I started distancing myself from him. When he asked why, I told him I was just busy, but we still maintained some contact, though it wasn’t the same. I started going to choir rehearsals alone instead of going with him like before.
Over the last break, we started talking again, and we ended up talking every single day, often staying up until late into the night and even pulling all-nighters on occasion. Now, the problem is that my feelings for him have grown even deeper than before. Even though we talk on the phone, I continue to keep my distance when we meet in person. He’s noticed, but hasn’t said anything about it. This year, he’s in his fifth year, and it’s his last year, while I still have one more year left. I’m stressed out because he’s not from a foreign country, and even though he’s told me he doesn’t plan to go back, I’m scared he’ll leave anyway.
Yesterday, after choir rehearsal, he offered to walk with me since we rehearse off-campus, and it’s about a 20-minute walk to the main gate. We talked the whole way, and he invited me to dinner. Of course, I agreed. We ended up staying until the cafeteria closed. Afterward, we both went to our respective dorms. This interaction made me realize I’m in love with him. Every time I try to distance myself to get him out of my head, just one small interaction is enough to pull me back to where I started.
Part of me wants to tell him everything, but another part doesn’t want to risk it. I’m really confused because he’s also confusing. Sometimes he makes me feel special, and other times I feel like I’m just another person to him. Also, there’s this girl in his class who’s very close to him. She’s not in the choir, so I’m not close with her, but I’ve heard her friends talk about how great it would be if she and X ended up together. I don’t know what X thinks about her, though.
To make things even more complicated, there was a girl on campus who everyone knew liked him during my freshman year. At one of our mentorship gatherings, we asked him about it, and he said he felt it would be cruel to pursue her since we were just in college, and she’d probably forget about him once she graduated. On another occasion, he told me he wouldn’t start a relationship until he had a stable income. When I asked what he would do if he fell in love with someone before then, he said he wouldn’t start a relationship.

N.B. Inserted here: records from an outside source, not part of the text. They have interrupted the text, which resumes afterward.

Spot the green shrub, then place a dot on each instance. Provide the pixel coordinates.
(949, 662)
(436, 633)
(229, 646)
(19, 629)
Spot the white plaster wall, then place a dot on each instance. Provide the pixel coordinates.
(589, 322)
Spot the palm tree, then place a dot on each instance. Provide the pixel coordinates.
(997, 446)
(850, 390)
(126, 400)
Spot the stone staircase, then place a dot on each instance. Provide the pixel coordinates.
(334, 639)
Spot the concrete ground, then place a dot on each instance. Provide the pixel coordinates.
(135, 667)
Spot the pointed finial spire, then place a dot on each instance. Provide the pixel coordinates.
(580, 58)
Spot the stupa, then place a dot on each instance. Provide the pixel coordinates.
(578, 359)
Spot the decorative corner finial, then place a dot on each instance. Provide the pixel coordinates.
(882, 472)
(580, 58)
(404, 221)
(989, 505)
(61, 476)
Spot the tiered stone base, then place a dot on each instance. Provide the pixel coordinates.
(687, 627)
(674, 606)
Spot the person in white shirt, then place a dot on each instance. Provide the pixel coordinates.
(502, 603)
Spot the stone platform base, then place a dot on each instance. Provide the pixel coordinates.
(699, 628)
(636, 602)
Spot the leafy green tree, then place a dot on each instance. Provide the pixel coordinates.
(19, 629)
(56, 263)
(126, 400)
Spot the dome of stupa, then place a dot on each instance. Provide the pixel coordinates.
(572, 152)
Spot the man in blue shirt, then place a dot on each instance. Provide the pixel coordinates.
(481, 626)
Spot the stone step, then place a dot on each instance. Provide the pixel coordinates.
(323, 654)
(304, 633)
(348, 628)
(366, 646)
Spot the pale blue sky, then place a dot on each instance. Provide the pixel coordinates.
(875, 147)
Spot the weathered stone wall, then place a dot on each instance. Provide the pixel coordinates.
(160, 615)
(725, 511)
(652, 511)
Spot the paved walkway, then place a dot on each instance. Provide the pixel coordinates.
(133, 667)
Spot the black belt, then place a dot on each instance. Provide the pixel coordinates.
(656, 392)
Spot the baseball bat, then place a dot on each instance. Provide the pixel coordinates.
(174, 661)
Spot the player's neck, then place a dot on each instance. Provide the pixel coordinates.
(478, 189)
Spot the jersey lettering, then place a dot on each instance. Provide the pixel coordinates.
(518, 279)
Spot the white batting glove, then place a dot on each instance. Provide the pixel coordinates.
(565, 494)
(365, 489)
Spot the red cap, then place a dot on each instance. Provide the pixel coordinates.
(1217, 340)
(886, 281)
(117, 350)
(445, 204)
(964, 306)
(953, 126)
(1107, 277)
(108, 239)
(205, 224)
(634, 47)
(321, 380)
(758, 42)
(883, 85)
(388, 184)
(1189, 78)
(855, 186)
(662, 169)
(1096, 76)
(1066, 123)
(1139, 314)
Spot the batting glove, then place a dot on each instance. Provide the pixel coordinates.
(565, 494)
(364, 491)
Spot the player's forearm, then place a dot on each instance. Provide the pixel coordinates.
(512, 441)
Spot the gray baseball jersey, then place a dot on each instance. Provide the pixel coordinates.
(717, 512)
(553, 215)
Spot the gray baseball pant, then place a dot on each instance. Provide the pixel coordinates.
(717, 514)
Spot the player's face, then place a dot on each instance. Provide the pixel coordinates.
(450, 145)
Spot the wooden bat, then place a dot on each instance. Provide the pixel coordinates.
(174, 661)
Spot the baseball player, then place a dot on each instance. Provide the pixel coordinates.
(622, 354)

He also shared that he had a huge crush on a girl in high school but never approached her because he was already planning to leave the country for university.
On the other hand, his friends leave us alone to talk whenever I approach him. One time, when I mentioned my ex’s name, the whole atmosphere changed, and X quickly changed the subject. On another occasion, he asked if I was truly over my ex. To make it more confusing, he’s basically nice to everyone, and I can’t tell if he’s just being kind out of pity or if there’s something more.
So, as you can see, I’m really confused. Any advice would be really helpful, especially if you're a Protestant Christian girl who has experienced something similar. Thanks for listening!